Kalimat itu adalah secuil pidato berapi-api yang ditujukan kepada pihak Barat oleh Bung Karno. Tegasnya pidato itu menunjukkan bahwa Bung Karno ingin membawa bangsa Indonesia kepada kemandirian dengan harga diri dan martabat bangsa yang terjaga. Akan jadi apa suatu bangsa yang martabatnya tergadai karena bantuan luar negeri melimpah dari negara kaya yang punya kepentingan?
Begitu pula apa jadinya kalau kita berani bertualang hanya bila ada kucuran dana yang besar? Saya membayangkan barangkali dulu kami tak akan pernah kemana-mana, hanya duduk santun di sekretariat belajar organisasi sambil menunggu ada yang mengongkosi. Namun syukurlah tahun 90-an masih merupakan masa militan yang menyenangkan. Berbekal 25 ribu susur pantai sepanjang semenanjung Ujungkulon, berbekal 200 ribu mengejar puncak Tambora-Rinjani-Semeru, berbekal 6 juta nekad ekspedisi 25 orang ke Sulawesi, lalu tak gentar merangsek ke pedalaman Kayan Mentarang tanpa ada kepastian tiket pulang.
Tentu tak ada yang keberatan bila ada yang bersimpati memberi bantuan, namun kala itu sudah terlalu terbiasa tak mengandalkan sponsor. Mungkin karena masih polos dan terlalu lugu, hingga hanya idealisme murni yang jadi panduan imajinasi. Namun karena penuh idealisme itulah menjadi tak mudah dibeli. Bila donasi hanya akan mengekang imajinasi bertualang maka ia boleh pergi jauh-jauh.
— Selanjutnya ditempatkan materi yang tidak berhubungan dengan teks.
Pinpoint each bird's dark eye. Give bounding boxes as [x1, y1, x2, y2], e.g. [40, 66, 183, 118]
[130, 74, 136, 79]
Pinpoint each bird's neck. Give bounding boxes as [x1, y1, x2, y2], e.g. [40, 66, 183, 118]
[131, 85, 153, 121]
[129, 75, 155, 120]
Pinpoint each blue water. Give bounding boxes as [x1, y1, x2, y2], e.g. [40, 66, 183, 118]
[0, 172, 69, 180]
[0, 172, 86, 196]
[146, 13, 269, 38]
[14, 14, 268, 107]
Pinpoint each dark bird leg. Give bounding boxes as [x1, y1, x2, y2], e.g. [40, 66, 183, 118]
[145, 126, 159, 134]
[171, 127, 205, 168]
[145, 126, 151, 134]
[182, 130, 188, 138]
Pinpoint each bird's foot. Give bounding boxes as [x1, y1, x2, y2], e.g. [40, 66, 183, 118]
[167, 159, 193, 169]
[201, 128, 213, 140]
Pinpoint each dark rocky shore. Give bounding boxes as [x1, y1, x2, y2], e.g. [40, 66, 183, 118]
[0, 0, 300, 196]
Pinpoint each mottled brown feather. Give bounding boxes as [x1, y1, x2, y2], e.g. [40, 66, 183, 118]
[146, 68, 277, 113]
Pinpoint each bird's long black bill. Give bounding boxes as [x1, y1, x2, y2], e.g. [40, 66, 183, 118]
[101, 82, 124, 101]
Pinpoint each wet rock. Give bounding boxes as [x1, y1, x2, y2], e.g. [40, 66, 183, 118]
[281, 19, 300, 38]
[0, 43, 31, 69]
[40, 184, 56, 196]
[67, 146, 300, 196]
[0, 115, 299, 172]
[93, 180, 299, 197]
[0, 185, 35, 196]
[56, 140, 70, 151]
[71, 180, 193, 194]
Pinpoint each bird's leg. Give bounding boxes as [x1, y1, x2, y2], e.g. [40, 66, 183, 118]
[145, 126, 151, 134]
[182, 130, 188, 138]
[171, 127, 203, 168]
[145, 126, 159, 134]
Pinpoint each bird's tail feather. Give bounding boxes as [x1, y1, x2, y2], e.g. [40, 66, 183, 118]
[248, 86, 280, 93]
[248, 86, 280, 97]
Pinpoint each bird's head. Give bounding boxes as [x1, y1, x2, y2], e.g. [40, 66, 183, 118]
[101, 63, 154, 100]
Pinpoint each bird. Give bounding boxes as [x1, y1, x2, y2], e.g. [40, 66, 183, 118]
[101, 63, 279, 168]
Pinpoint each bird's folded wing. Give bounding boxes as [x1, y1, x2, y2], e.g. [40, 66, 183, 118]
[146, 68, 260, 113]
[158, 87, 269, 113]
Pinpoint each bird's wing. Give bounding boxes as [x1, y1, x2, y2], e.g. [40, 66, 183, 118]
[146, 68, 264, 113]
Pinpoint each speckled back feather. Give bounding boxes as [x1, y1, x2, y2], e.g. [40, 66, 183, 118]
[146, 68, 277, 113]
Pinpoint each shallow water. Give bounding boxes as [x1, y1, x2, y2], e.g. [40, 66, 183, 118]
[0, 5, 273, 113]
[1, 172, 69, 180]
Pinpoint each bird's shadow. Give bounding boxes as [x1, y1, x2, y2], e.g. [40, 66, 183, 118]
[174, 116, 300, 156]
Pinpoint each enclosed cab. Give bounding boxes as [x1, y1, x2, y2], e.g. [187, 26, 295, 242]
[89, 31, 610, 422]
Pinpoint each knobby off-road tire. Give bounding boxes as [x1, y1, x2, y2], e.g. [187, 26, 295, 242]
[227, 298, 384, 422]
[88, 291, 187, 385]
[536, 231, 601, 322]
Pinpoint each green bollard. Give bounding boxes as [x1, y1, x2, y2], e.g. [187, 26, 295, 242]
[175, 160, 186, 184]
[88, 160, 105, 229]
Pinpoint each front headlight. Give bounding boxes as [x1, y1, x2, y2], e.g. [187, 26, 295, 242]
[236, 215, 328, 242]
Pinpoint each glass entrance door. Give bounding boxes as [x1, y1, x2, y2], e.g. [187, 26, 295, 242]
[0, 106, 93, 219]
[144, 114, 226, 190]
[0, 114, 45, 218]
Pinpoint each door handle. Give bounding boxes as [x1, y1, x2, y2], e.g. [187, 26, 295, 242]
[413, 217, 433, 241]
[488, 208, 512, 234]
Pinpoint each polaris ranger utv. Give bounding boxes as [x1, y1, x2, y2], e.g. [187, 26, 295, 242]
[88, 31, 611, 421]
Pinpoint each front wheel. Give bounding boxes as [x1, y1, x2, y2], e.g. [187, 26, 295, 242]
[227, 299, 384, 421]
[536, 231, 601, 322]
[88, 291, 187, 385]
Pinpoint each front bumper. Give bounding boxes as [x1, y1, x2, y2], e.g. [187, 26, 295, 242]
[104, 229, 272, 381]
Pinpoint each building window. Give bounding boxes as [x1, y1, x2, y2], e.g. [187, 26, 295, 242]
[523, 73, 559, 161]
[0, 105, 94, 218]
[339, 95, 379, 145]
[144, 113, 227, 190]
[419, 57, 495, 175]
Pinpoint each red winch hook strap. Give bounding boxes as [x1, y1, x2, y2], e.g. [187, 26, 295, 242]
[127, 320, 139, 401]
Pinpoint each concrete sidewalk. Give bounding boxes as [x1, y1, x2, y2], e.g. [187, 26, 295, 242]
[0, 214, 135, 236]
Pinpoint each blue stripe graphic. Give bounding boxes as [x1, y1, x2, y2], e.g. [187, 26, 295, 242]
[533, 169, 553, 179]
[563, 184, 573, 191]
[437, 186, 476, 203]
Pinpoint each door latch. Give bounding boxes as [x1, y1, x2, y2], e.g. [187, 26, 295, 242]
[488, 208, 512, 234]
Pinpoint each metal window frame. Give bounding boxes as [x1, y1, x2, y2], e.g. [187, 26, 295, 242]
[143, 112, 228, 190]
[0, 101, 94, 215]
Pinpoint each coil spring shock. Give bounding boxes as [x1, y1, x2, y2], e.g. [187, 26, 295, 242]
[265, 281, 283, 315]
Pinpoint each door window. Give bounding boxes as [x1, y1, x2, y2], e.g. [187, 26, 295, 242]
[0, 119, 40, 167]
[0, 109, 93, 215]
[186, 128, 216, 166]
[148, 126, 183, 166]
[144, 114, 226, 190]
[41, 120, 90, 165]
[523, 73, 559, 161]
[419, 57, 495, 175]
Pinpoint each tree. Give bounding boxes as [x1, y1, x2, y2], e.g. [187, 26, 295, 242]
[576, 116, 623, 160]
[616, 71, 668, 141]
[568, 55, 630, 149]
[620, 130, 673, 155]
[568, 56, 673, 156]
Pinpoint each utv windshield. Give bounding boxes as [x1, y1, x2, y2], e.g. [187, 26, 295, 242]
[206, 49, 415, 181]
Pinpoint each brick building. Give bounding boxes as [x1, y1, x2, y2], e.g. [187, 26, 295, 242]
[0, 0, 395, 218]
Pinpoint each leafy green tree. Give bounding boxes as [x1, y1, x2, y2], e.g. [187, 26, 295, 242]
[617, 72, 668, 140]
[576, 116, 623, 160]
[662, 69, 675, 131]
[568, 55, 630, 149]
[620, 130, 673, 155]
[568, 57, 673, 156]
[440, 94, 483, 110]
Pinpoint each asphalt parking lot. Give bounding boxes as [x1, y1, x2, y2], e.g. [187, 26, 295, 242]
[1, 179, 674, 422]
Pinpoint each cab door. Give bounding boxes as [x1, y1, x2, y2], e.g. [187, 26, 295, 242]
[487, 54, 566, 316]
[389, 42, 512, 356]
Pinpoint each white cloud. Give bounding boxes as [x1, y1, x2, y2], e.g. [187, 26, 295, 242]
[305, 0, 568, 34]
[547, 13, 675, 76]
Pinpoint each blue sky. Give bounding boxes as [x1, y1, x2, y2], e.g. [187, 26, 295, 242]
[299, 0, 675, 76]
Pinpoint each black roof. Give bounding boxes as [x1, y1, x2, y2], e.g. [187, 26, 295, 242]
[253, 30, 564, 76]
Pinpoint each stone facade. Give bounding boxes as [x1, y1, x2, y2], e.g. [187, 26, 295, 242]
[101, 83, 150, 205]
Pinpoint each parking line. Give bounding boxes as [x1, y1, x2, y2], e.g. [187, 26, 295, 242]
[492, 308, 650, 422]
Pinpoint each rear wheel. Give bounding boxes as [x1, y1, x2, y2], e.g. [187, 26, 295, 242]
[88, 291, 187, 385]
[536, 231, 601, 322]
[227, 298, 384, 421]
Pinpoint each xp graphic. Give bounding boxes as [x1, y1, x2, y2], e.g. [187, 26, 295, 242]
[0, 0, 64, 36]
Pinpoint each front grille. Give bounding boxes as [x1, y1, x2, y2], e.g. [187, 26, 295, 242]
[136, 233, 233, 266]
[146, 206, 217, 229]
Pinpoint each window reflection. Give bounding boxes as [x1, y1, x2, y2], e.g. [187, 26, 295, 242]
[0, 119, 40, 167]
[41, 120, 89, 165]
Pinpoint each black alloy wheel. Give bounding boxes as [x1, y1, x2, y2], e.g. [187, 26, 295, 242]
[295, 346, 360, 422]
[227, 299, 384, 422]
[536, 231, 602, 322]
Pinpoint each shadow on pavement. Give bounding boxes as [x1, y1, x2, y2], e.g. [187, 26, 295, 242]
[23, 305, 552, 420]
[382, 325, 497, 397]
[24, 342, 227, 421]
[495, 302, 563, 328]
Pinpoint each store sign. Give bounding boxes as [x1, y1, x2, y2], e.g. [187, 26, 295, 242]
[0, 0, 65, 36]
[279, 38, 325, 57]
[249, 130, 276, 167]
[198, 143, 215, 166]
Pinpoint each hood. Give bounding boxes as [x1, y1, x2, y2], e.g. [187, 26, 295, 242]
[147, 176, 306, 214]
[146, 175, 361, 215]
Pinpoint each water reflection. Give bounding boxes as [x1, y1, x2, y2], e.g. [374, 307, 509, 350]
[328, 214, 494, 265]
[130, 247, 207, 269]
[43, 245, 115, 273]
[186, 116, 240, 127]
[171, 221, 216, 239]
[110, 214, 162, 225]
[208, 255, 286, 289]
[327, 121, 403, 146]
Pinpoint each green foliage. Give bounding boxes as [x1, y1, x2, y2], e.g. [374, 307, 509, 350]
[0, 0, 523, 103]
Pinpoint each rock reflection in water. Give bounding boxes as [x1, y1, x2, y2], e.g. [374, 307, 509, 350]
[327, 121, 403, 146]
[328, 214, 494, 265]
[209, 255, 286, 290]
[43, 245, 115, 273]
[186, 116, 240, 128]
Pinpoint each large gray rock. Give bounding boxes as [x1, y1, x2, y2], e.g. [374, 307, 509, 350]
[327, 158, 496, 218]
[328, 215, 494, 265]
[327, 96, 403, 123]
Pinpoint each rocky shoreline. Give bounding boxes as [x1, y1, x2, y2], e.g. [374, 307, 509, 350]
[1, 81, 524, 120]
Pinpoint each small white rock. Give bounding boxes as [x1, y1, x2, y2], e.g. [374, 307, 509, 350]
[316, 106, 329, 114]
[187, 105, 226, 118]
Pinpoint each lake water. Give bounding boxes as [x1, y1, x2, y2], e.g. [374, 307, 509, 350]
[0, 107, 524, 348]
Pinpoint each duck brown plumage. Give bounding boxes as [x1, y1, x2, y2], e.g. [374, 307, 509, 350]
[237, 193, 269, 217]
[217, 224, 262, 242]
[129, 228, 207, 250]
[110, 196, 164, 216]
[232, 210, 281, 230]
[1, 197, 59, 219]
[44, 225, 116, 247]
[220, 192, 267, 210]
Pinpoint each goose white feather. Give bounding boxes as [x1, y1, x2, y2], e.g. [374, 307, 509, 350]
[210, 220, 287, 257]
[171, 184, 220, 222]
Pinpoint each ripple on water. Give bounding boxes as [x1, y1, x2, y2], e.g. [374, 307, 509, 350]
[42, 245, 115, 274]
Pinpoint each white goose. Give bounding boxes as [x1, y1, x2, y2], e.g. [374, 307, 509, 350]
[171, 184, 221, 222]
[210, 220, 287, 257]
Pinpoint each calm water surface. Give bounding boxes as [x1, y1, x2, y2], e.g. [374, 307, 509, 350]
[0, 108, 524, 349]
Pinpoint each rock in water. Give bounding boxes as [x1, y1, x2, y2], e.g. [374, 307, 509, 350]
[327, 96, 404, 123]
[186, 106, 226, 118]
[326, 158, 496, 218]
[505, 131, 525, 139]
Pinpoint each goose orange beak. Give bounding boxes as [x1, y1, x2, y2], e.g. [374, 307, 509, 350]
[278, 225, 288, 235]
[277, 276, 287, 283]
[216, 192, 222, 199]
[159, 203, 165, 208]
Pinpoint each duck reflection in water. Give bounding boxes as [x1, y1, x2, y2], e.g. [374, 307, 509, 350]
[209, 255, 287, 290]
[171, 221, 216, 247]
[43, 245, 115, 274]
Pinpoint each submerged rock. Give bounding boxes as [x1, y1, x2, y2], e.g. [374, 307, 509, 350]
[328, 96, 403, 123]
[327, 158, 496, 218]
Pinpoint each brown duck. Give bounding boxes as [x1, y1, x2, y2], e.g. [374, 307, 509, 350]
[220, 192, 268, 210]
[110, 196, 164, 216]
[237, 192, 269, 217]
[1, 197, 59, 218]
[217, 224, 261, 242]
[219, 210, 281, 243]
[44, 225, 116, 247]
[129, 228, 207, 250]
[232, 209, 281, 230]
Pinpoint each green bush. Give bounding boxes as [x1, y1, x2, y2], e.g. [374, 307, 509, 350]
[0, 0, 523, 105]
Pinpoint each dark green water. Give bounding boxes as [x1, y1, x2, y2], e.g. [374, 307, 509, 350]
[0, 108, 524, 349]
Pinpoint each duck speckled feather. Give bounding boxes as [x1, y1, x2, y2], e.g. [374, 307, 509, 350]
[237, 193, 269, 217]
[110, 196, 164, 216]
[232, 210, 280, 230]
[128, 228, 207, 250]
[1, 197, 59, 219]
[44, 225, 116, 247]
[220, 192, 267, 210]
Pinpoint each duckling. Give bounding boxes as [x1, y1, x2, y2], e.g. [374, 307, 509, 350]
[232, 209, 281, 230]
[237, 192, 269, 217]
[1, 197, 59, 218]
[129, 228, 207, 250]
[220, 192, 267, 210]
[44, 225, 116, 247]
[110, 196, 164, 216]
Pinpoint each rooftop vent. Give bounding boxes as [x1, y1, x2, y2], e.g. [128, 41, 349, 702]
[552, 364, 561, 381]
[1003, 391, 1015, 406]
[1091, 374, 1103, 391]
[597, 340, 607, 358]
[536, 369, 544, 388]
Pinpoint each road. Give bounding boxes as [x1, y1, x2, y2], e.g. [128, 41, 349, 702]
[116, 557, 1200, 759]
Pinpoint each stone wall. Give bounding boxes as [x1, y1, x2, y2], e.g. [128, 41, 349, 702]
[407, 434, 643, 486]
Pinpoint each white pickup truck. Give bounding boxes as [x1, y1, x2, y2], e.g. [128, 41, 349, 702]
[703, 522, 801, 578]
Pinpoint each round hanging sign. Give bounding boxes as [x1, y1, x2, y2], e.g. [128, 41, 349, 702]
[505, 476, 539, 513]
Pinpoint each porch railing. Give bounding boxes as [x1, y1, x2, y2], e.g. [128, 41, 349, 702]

Setidaknya begitulah sebagian besar petualangan-petualangan yang dulu kami lakoni. Go to hell with your aid.
Kampus adalah masa untuk menumbuhkan idealisme, dan bila mungkin setia memegangnya. Sangat disayangkan bila idealisme dan imajinasi yang sedang kuncup itu menjadi layu karena diiming-imingi oleh berlembar-lembar rupiah. Saat itulah sebenarnya godaan untuk berpegang teguh kepada idealisme awal.
Tentu petualangan pun butuh dana untuk mewujudkannya, memangnya expedisi NatGeo baru-baru ini ke Hkakabo Razi, Myanmar tak berbekal sponsor besar? Namun alangkah wajarnya bila kucuran dana itu tak mematikan imajinasi untuk bertualang menuju tempat-tempat yang memuaskan kepenasaran kita. Bukan ke lokasi pesanan penyandang dana saja. Bila demikian, jangan-jangan bukan petualangan murni yang kita usung.
Saya sempat mendengar cerita alm Adnan Buyung suatu waktu, di TV tentu saja. Kakeknya menanyakan, apa itu harga diri? Apakah bila kita sedang jalan-jalan di mall tiba-tiba ada yang ngasih sejuta apa langsung diterima begitu saja. Bila kita menolak, karena merasa tak punya kontribusi apapun atas hadiah itu maka itulah contoh harga diri. Namun kebanyakan tentu akan menerima saja uang gratis itu. Kapan lagi ada rejeki nomplok seperti itu. Hanya segelintir yang akan menolaknya, yaitu mereka yang tak bisa dibeli.